“Ho già scritto in passato al Prefetto di Napoli e più volte mi sono interfacciato con i Carabinieri e la Polizia.

Ringrazio chi sta diffondendo quello che definisco il “video della vergogna” in cui individui credono di stare su un ring, per di più in presenza di donne e bambini.

Tutto ciò è inaudito!

Stamattina con l’assessore Raffaele Petrone siamo nuovamente andati in caserma a denunciare non solo questo ma una serie di atti criminosi che avvengono in Città.

Risollecitero’ il Prefetto di Napoli e mi auguro che anche da Roma arrivino segnali per noi Sindaci che ormai troppo spesso siamo abbandonati al nostro destino.

Io non mi fermo e ringrazio quanti hanno sottolineato che questa battaglia non ha colori, perché la serenità di chi vive in pazza o in periferia è un diritto.

A tutti i cittadini dico, quando assistete ad atti criminosi, abbiate la prontezza di chiamare subito le forze dell’ordine, anche in forma anonima e dopo postate foto e video”.
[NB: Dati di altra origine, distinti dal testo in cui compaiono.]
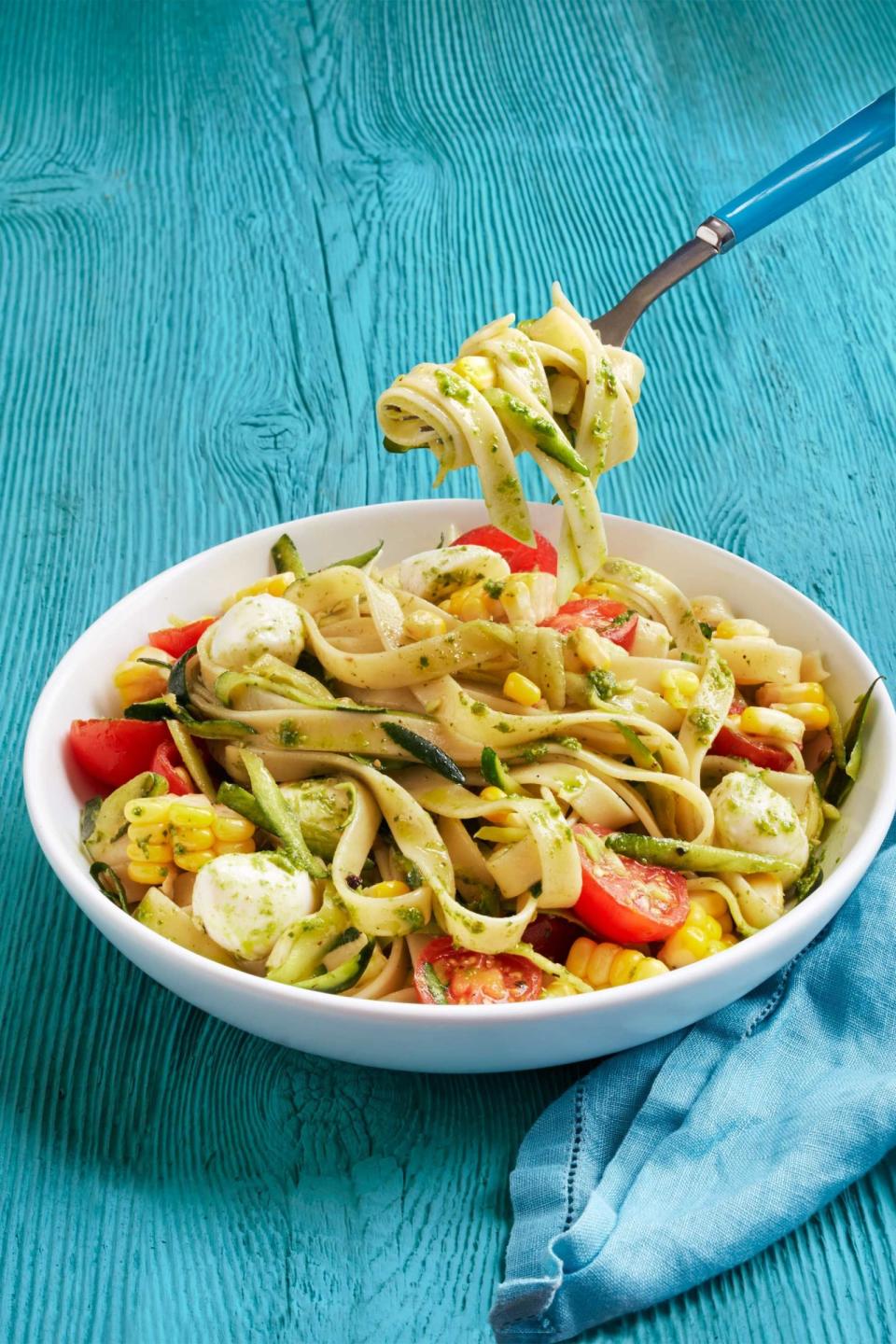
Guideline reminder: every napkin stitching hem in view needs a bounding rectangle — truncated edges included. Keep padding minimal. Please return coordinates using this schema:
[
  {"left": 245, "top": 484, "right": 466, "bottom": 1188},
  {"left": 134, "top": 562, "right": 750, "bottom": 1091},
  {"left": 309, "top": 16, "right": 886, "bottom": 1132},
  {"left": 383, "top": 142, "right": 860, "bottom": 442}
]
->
[{"left": 563, "top": 1079, "right": 584, "bottom": 1232}]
Questa è stata la dichiarazione diffusa dal sindaco Raffaele Bene dopo la maxi rissa di ieri a Piazza Cirillo nel cuore di Casoria. Il primo cittadino, così come tutti i casorani, è rimasto indignato dall’accadimento.

La cosa che più fa rabbrividire resta: come mai nessuno è intervenuto, come mai nessuno ha allertato le autorità competenti?

Viviamo davvero in un’epoca in cui un video o un “selfie” sono più importanti della vita delle persone?